Kirschenmann receives Seventh Generation award

The Center for Rural Affairs and the Consortium for Sustainable Agriculture Research and Education have named Leopold Center director Fred Kirschenmann as their 2001 recipient of the Seventh Generation Research Award.

He received the honor in October at the annual meeting of the Tri-Societies (American Society of Agronomy, Soil Science Society of America and Crop Science Society of America) in North Carolina.

The award highlights innovators in agricultural research whose work furthers sustainable food and farming systems that are practical, productive, and environmentally sound. It is named after the philosophy and tradition of the Iroquois people and other North American tribes to plan current activities (agriculture, hunting, fishing) with seven generations (150 years) of beneficiaries in mind. Kirschenmann is the second recipient of the award.
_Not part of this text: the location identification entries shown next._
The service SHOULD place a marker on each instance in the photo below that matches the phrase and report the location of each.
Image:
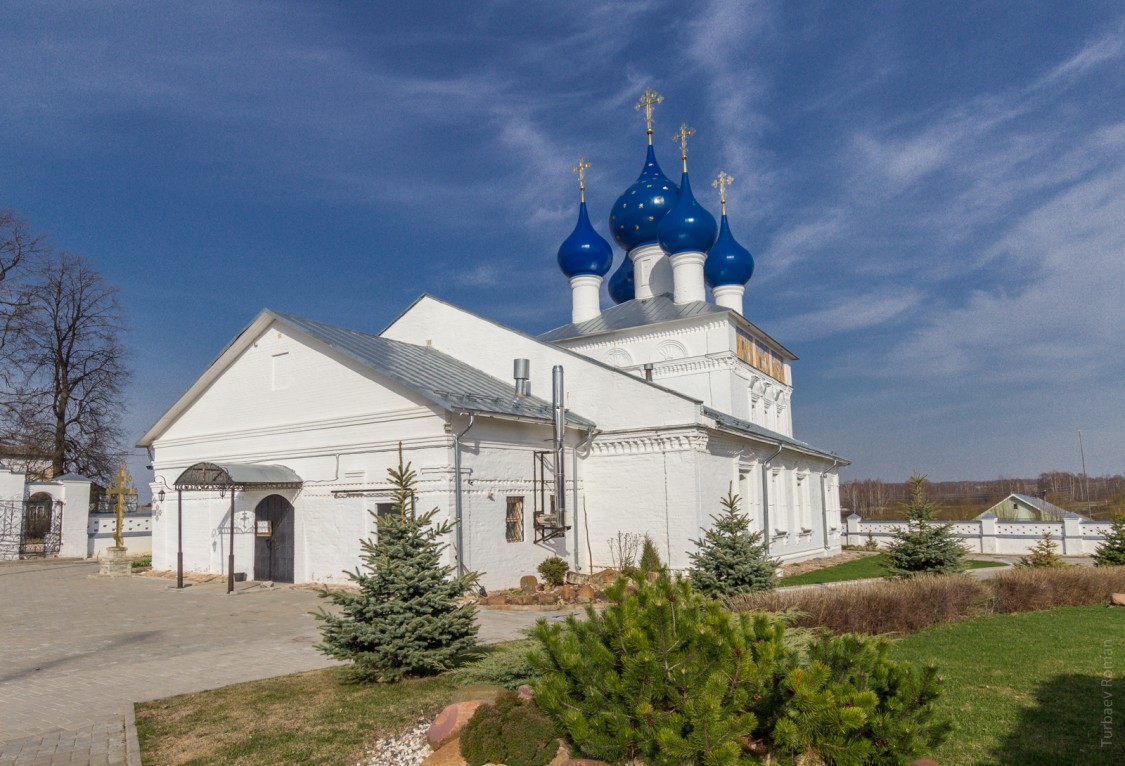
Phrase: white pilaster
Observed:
(687, 277)
(729, 296)
(585, 298)
(651, 271)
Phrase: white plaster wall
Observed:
(698, 358)
(75, 497)
(1073, 537)
(11, 485)
(136, 532)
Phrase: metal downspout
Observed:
(765, 495)
(574, 494)
(459, 538)
(824, 497)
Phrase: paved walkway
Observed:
(77, 650)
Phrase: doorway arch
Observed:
(273, 540)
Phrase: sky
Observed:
(934, 192)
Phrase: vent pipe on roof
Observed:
(521, 370)
(559, 416)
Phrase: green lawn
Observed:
(870, 566)
(1022, 688)
(1028, 688)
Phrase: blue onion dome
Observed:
(585, 252)
(728, 262)
(621, 285)
(636, 216)
(687, 226)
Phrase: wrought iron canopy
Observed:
(212, 476)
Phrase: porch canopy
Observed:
(226, 477)
(210, 476)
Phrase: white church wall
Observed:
(497, 462)
(611, 399)
(280, 380)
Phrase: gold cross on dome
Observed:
(581, 170)
(648, 99)
(681, 137)
(721, 182)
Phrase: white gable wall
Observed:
(611, 399)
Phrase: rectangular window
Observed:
(513, 520)
(280, 371)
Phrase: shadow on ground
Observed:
(1068, 726)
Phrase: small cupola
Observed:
(585, 258)
(686, 233)
(729, 266)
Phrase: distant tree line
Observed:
(1095, 496)
(62, 365)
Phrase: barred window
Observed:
(513, 519)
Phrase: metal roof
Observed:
(216, 475)
(644, 312)
(440, 378)
(753, 429)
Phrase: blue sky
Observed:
(934, 192)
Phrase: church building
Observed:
(629, 421)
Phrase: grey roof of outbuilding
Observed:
(753, 429)
(639, 313)
(444, 380)
(72, 477)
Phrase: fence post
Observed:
(989, 543)
(1072, 534)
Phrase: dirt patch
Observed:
(812, 565)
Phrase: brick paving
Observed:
(77, 650)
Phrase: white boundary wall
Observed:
(136, 533)
(1076, 537)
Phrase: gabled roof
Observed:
(441, 379)
(745, 426)
(1047, 511)
(653, 311)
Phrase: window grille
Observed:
(513, 520)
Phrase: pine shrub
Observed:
(511, 731)
(649, 557)
(663, 674)
(924, 547)
(407, 615)
(847, 703)
(1112, 550)
(667, 676)
(1044, 555)
(554, 570)
(730, 559)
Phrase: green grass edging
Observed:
(865, 568)
(1028, 687)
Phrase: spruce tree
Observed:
(407, 616)
(1112, 550)
(924, 546)
(730, 558)
(650, 558)
(1044, 555)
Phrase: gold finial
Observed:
(581, 170)
(681, 137)
(648, 99)
(721, 182)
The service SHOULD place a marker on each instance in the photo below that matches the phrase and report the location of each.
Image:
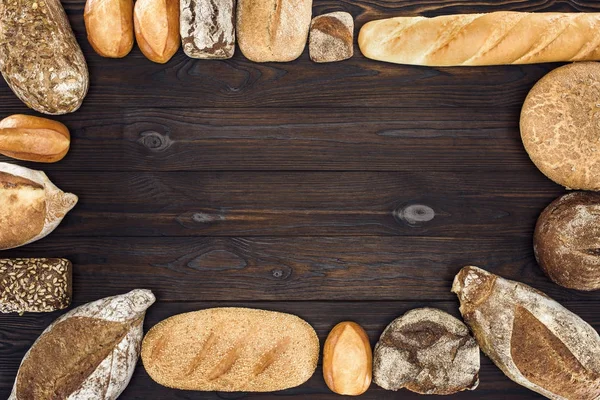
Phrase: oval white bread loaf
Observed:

Kirschenmann came to the Leopold Center in July 2001, and is still involved in managing his family's 3,500-acre North Dakota farm. The farm is a natural prairie livestock grazing system that combines a nine-crop rotation of cereal grains, forages, and green manure. It has been used in a number of research studies and has been headquarters for Farm Verified Organic, an internationally recognized organic certification agency that Kirschenmann helped found and was president of for 10 years.

In the nomination, Kirschenmann was commended for the way he has "brought together practical needs for a more ecologically-friendly agriculture, academic needs for interdisciplinary research strategies, and national needs for sustainable economic policies that strengthen the entire food and agriculture system."

Established in 1973 the Center for Rural Affairs is a private, nonprofit organization located in Walthill, Nebraska.